Lots of people become obsessed with the specification of their next camera, and while it’s important, I think the handling is just as significant. If you buy the camera with the ‘best’ specification, but you don’t get on with its control layout, you’ll never truly enjoy using it. And that can be the difference between taking it out with you and leaving it at home.
That’s why I always recommend visiting a camera store before making a purchase. There’s no substitute for getting your hands on a camera when you’re trying to decide what to buy.
The Perfect Match
Recently, a friend asked me for some advice about buying a camera. She’d got a 12-year-old DSLR that she’d never really got to grips with and with a big trip coming up, she wanted something that would help her get shots she’ll be happy with.
Thanks to a decent budget, there were lots of models within her reach, both DSLRs and mirrorless cameras. After a quick chat, we decided that she’d be best served by a mirrorless camera. Being able to see the impact of the camera’s settings would be very useful for her.
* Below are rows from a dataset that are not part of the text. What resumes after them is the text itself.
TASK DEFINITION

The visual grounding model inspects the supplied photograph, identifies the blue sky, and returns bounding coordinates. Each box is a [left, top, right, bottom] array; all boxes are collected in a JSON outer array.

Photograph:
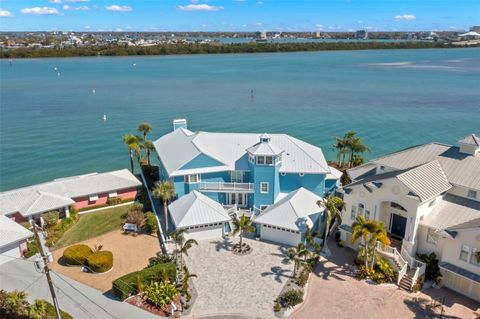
[[0, 0, 480, 31]]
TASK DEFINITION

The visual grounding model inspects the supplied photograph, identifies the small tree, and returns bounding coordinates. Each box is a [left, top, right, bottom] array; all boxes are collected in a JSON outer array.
[[232, 215, 255, 251]]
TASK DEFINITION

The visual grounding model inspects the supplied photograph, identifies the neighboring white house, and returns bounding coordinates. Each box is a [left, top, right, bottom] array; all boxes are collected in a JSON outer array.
[[254, 187, 324, 246], [340, 134, 480, 301], [168, 191, 231, 240], [0, 215, 33, 265]]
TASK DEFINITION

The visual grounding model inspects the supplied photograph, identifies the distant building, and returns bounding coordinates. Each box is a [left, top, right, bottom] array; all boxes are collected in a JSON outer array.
[[355, 30, 368, 39], [470, 25, 480, 33]]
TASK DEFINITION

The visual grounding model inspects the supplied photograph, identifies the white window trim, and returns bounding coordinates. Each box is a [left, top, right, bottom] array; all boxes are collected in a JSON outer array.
[[260, 182, 270, 194]]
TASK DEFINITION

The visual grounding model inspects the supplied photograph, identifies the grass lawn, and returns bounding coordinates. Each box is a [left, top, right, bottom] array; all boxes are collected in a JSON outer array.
[[53, 205, 130, 249]]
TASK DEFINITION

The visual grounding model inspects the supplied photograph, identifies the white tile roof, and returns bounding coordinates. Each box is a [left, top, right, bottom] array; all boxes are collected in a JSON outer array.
[[397, 160, 452, 202], [0, 215, 33, 247], [154, 128, 330, 176], [420, 194, 480, 230], [348, 143, 480, 190], [0, 169, 142, 216], [254, 188, 323, 232], [168, 191, 231, 228]]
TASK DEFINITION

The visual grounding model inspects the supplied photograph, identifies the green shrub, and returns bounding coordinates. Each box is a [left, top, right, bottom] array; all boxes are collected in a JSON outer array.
[[280, 288, 303, 308], [63, 244, 93, 265], [107, 197, 122, 205], [145, 281, 178, 309], [145, 212, 158, 234], [112, 263, 176, 300], [87, 251, 113, 273], [42, 211, 60, 227]]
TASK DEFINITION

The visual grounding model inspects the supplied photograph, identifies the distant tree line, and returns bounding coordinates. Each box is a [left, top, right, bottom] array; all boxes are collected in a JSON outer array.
[[0, 41, 470, 59]]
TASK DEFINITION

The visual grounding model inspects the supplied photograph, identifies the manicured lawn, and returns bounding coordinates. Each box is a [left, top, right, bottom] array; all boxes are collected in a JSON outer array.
[[53, 205, 130, 249]]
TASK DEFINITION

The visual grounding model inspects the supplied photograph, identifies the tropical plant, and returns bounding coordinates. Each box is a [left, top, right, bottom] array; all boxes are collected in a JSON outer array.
[[152, 181, 175, 232], [123, 134, 140, 173], [232, 214, 255, 250], [279, 288, 303, 308], [317, 195, 344, 251], [145, 281, 178, 309], [141, 140, 155, 166], [138, 122, 153, 142]]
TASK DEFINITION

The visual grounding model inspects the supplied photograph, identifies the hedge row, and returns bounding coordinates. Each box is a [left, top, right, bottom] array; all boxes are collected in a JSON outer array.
[[112, 263, 176, 300]]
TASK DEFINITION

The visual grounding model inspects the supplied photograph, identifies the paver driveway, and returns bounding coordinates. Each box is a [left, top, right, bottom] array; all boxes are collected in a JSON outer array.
[[186, 238, 293, 318]]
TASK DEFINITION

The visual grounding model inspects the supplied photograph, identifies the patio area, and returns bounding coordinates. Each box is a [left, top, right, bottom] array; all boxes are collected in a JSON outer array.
[[50, 230, 160, 292], [186, 237, 293, 318]]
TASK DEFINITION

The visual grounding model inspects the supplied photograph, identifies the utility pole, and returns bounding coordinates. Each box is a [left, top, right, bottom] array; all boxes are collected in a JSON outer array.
[[32, 221, 62, 319]]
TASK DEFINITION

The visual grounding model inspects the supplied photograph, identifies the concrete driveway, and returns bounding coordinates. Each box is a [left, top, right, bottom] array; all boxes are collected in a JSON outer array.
[[289, 241, 480, 319], [186, 238, 293, 318]]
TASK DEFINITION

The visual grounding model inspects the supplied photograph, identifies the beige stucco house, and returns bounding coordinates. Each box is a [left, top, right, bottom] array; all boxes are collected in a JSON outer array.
[[339, 134, 480, 301]]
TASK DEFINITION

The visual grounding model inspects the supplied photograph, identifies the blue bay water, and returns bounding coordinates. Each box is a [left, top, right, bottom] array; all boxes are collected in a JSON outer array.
[[0, 49, 480, 190]]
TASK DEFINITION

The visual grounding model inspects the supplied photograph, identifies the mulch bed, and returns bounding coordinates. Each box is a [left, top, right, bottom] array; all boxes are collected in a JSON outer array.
[[125, 293, 182, 317]]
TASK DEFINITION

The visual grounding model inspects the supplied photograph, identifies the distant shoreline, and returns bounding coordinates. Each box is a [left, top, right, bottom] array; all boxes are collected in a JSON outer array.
[[0, 41, 480, 59]]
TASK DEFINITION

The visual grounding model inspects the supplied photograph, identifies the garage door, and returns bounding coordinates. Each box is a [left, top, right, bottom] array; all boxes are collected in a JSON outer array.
[[260, 225, 301, 246], [0, 243, 20, 265], [185, 225, 223, 240], [442, 271, 480, 301]]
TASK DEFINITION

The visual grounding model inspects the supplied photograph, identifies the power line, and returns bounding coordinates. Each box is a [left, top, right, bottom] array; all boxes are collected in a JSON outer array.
[[52, 271, 118, 319]]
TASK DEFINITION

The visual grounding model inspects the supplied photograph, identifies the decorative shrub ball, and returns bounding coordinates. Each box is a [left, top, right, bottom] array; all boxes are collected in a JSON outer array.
[[87, 251, 113, 272], [63, 244, 93, 265]]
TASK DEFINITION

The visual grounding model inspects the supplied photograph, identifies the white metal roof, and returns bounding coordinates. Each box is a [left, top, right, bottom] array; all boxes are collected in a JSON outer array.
[[420, 194, 480, 230], [348, 143, 480, 190], [254, 187, 323, 232], [154, 128, 330, 176], [0, 215, 33, 247], [168, 191, 231, 228], [397, 160, 452, 202], [0, 169, 142, 216]]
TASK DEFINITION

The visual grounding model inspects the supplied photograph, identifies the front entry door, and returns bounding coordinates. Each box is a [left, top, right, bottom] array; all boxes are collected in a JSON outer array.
[[390, 214, 407, 239]]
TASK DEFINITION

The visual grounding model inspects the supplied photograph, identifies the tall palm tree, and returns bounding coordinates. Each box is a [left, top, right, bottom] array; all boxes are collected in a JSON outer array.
[[232, 215, 255, 250], [287, 243, 308, 277], [317, 195, 344, 251], [123, 134, 140, 173], [152, 181, 175, 232], [142, 140, 155, 165], [352, 215, 372, 267], [137, 122, 153, 142]]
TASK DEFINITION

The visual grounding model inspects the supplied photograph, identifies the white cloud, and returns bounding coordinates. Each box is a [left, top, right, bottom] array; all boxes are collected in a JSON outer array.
[[0, 9, 13, 18], [395, 14, 417, 21], [105, 4, 132, 12], [177, 4, 223, 11], [20, 7, 60, 15], [63, 5, 88, 11]]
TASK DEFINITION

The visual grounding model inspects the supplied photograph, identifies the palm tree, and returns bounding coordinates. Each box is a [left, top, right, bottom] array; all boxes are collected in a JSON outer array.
[[142, 140, 155, 165], [287, 243, 308, 277], [317, 195, 344, 251], [152, 181, 175, 232], [123, 134, 140, 173], [137, 122, 153, 142], [352, 215, 372, 267], [232, 215, 255, 251]]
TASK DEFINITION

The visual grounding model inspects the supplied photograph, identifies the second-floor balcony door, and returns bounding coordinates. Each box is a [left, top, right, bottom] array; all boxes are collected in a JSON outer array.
[[228, 193, 247, 207]]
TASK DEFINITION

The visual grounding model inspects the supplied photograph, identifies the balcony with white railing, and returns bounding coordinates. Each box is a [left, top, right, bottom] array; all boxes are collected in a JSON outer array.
[[199, 182, 254, 193]]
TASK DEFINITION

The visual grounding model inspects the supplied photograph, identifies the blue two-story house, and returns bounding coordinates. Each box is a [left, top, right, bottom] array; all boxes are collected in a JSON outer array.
[[154, 120, 340, 244]]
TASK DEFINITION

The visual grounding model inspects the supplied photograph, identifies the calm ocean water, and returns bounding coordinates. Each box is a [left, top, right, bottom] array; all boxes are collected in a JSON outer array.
[[0, 49, 480, 190]]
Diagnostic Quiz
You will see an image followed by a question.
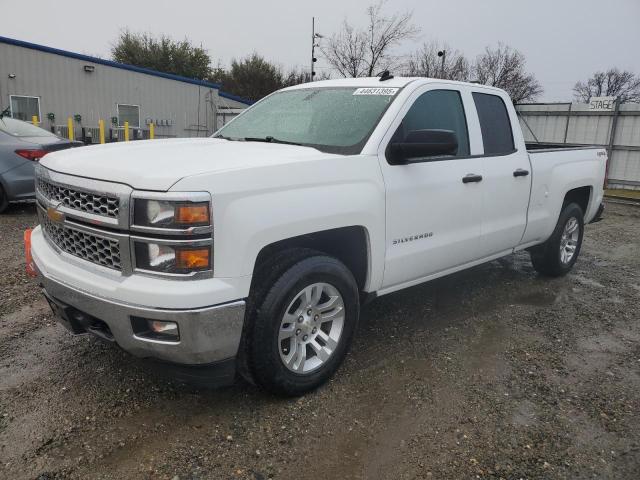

After that, I took her through all the current models available in her price range. Then, armed with the information, she headed off to her local camera store. The staff, all keen photographers themselves, were happy to take her through the options I’d suggested. With her hands on the cameras, it didn’t take her long to narrow down the selection. Some were too big, others too different from her SLR.
Like Goldilocks, she tried them all until she found one that felt just right.
As it happens, she selected a camera that wasn’t on my list because the shop staff produced a second-hand Fujifilm X-T2. She’d liked the X-T100 I’d recommended she take a look at, so the X-T2 wasn’t too different, but a step up.
The end result is that she’s taking more photographs than ever before. And after mastering the basics of her new camera, she’s now starting to look at some of the more advanced features.